At the trial, respondent put in evidence the policy, his judgment against F.,
F.’s deposition admitting the collision, the action against her, her presence
at the trial, that judgment had been given against her for $8,000 and costs,
that no part of the judgment had been paid, and that, at the time of the
accident, she carried liability insurance on the automobile with appellant.
Respondent testified that the judgment was in respect of $829 damage to his
car, and the balance in respect of his personal injuries, as the result of the
collision. Respondent also adduced evidence that on March 23, 1929, appellant
was licensed to carry on the business of automobile and other insurance in
Ontario, and shewing its head office for the province, and its assets in
Ontario (moneys in bank) and its assets deposited with the Receiver General of
Canada for the protection of Canadian policy holders, as shewn by its annual
statement filed as required by law. A clause (F) in the policy read: “No
recovery against the Company by the Assured shall be had hereunder until the
amount of loss or expense shall have been finally determined either by judgment
against the Assured after actual trial or by written agreement * * *.”
Held: (1)
Appellant was a “person within Ontario” and was “indebted to the judgment
debtor,” within the meaning of R. 590 of the Ontario Rules of Court. By above
quoted clause (F), appellant impliedly agreed that the insured would be
entitled to recover on the policy when the legal liability against which she
had been insured was determined as to amount by a judgment against her after
trial. The amount of her loss in this case having been determined by judgment,
the right of the insured to recover that amount under the policy could no
longer be disputed by appellant. Appellant was, therefore, under obligation to
pay a fixed and definite sum to the insured at the time the attaching order was
made.
(2) The fact that the policy was not issued
in Ontario or received by the insured in Ontario was immaterial, in view of the
fact that the agreement to indemnify was expressly made to cover loss incurred by
the insured when operating her automobile in Canada.

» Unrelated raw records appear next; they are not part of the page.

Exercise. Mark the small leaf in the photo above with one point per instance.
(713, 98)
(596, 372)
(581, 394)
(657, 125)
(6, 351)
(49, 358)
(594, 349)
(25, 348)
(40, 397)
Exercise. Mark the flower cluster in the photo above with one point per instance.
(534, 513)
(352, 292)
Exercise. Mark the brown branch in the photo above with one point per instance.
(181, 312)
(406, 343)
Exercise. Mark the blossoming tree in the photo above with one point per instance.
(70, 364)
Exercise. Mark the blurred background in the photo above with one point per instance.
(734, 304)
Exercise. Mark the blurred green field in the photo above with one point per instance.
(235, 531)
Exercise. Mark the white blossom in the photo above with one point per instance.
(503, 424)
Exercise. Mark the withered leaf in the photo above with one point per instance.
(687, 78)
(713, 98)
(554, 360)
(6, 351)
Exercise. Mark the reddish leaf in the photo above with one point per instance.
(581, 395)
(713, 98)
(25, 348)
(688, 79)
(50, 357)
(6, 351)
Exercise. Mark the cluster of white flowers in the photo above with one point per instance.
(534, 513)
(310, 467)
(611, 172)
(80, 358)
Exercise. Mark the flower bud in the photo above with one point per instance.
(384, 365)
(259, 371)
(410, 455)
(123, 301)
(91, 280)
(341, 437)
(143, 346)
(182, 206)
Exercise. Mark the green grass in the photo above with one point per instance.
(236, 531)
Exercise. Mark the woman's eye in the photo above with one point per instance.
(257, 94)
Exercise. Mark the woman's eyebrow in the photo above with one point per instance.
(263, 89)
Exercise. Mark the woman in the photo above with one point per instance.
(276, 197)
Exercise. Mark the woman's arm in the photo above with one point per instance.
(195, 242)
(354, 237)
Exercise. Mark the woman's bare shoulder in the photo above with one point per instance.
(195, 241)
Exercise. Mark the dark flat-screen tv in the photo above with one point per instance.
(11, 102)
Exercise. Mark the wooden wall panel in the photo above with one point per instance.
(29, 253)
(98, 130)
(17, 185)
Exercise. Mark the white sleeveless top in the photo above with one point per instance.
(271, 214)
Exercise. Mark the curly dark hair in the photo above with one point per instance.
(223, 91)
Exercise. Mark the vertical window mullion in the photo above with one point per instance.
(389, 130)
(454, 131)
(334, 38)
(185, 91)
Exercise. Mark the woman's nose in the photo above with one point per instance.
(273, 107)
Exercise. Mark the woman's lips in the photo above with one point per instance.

(3) The debt was attachable in Ontario.
(4) Appellant’s contention that the evidence
put in did not, as against it, amount to proof of legal liability on F.’s part
for the damage caused by the accident, in that the judgment recovered was not
evidence that the damage was caused by her negligence (Continental Casualty
Co. v. Yorke, [1930] Can. S.C.R. 180), was not open on this appeal,
as it had not been raised in the courts below.
Judgment of the Appellate Division, Ont.,
[1931] O.R. 342, holding respondent entitled to recover against appellant,
affirmed, subject to a slight variation as to amount.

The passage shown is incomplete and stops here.